In the last two decades researchers discovered that antigenic peptides presented by MHC class I and II molecules are not only conventional peptides derived from portion of proteins, but also unconventional peptides. Latter can derive from putative non-coding regions of the genome (cryptic peptides) or from post-translational modifications of proteins and polypeptides. For example, proteases can re-shuffle protein sequences and release functional “spliced” peptides. The most studied spliced peptides are those generated by proteasomes and presented on HLA class I molecules to CD8+ T cells although spliced epitopes presented by HLA class II complexes and associated to Type 1 Diabetes have been discovered.

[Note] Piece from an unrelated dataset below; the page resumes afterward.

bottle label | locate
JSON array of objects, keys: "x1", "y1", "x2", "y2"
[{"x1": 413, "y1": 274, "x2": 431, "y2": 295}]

Identification of unconventional spliced epitopes is challenging and is carried out through a multidisciplinary strategy containing in silico, biochemical, proteomics, molecular and cellular immunology and ex vivo/in vivo techniques, which have been developed by us and other groups. Spliced epitopes have been demonstrated to play a role in the immune response in cancer, infection and autoimmunity, although the frequency and immunological relevance of spliced peptides is the subject of an intense controversy. Recent in silico studies of our groups suggest that proteasomegenerated spliced peptides may not be in contrast with our model of central and peripheral tolerance. Despite the controversy in the proteomics field, post-translationally spliced epitopes can represent a suitable target for immunotherapies.